Part IV: Patient-Centered Care

patient-centered care aims to improve the quality of healthcare by including patients’ perspectives and actively involving patients in their care. in the Medical Model, healthcare providers treat the disease rather than the patient as a whole, but in the patient-centered model, the patient is treated holistically, which includes their culture.

Patient Centered Approach (5 A’s)

Assess: assess for risk factors, behaviors, symptoms, attitudes, preferences etc. if the patient seems reluctant, sensitively ask about their concerns. seek to understand their customs and values as well as be cognizant of any differences in the healthcare where they are from versus where you are from.

Advise: specify all of their treatment options as well as how their QOL can be improved.

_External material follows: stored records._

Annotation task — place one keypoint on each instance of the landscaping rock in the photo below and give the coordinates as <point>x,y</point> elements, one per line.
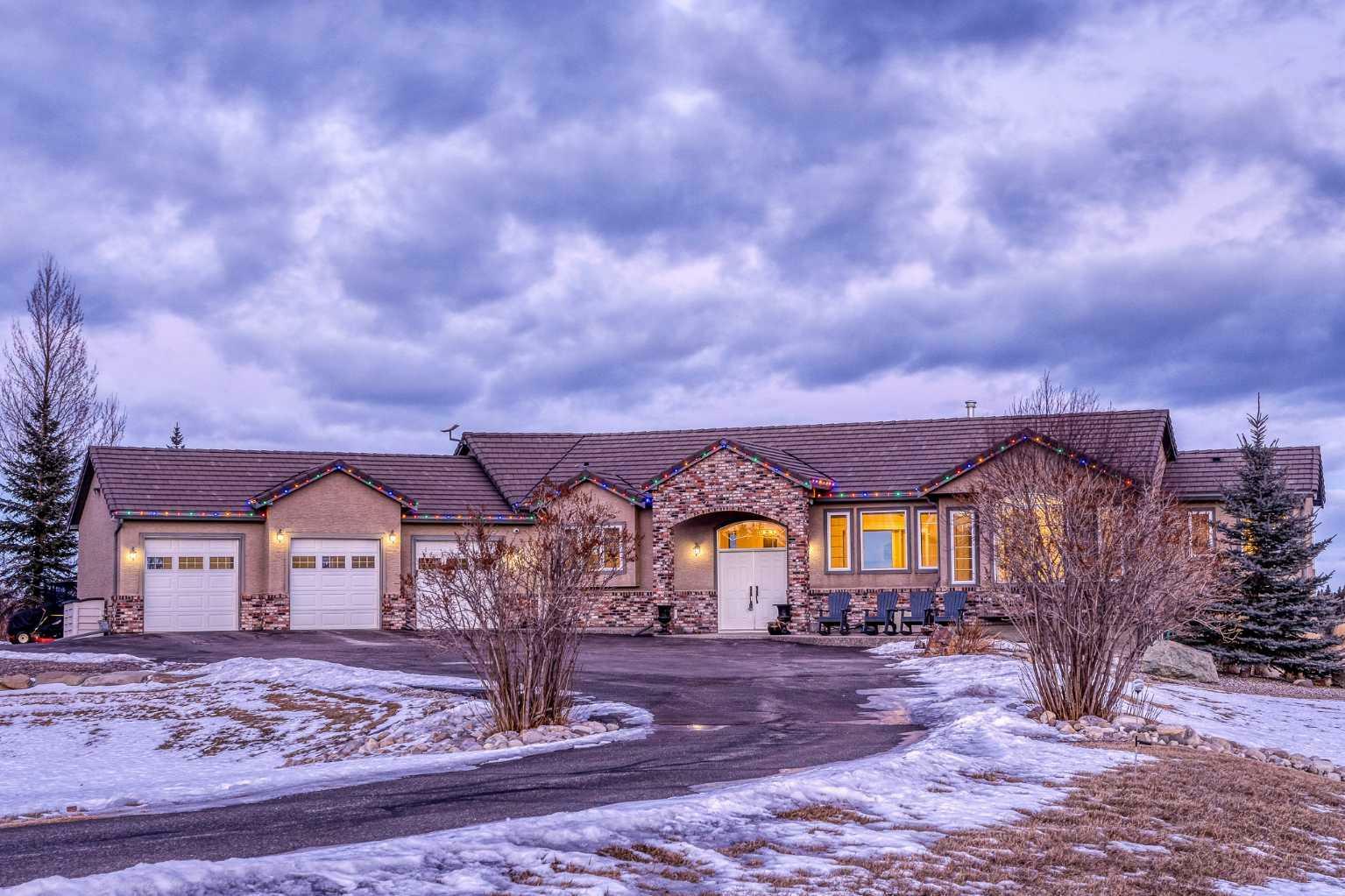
<point>1169,660</point>
<point>110,680</point>
<point>58,678</point>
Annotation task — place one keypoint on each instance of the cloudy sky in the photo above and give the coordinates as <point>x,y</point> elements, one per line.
<point>351,225</point>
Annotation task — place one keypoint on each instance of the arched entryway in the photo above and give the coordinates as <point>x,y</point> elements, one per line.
<point>751,574</point>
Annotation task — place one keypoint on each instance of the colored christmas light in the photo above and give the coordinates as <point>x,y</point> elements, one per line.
<point>314,475</point>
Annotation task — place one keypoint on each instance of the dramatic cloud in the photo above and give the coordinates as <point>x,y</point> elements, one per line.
<point>351,225</point>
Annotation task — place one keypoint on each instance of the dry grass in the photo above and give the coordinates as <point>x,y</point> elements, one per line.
<point>827,815</point>
<point>1261,822</point>
<point>972,637</point>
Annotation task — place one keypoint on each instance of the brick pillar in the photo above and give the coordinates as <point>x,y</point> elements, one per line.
<point>125,614</point>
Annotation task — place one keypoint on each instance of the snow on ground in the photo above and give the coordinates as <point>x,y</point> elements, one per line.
<point>980,763</point>
<point>237,730</point>
<point>1309,727</point>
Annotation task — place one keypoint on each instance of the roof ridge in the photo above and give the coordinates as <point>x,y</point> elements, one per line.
<point>810,426</point>
<point>334,455</point>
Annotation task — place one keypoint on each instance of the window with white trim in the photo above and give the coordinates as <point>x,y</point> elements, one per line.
<point>1201,527</point>
<point>882,540</point>
<point>927,539</point>
<point>839,541</point>
<point>962,547</point>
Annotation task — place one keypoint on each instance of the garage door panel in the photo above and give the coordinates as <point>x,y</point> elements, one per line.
<point>329,589</point>
<point>183,592</point>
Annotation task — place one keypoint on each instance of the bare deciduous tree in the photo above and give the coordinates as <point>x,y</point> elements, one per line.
<point>515,605</point>
<point>50,412</point>
<point>1088,562</point>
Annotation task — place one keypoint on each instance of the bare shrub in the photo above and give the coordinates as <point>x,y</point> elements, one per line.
<point>515,605</point>
<point>966,638</point>
<point>1093,562</point>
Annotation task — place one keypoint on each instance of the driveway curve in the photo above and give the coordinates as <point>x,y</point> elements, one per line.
<point>724,710</point>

Agree: collaboratively select goals based on patient interest and motivation to change. for both Advise & Agree, make sure to understand what has previously worked for this patient. also, make sure to describe all the intervention options without jargon (and check for understanding). Real solutions happen if the patient makes the interventions work in the context of their daily lives

Assist: provide info and skills and help problem-solve barriers to reach goals. make sure to assist the patient in breaking down the barriers to reach their goals.

Arrange: make plans for follow-up (visits, phone calls, email reminders, etc.). Also, check for understanding by having the patient repeat back to you what was covered in their own words.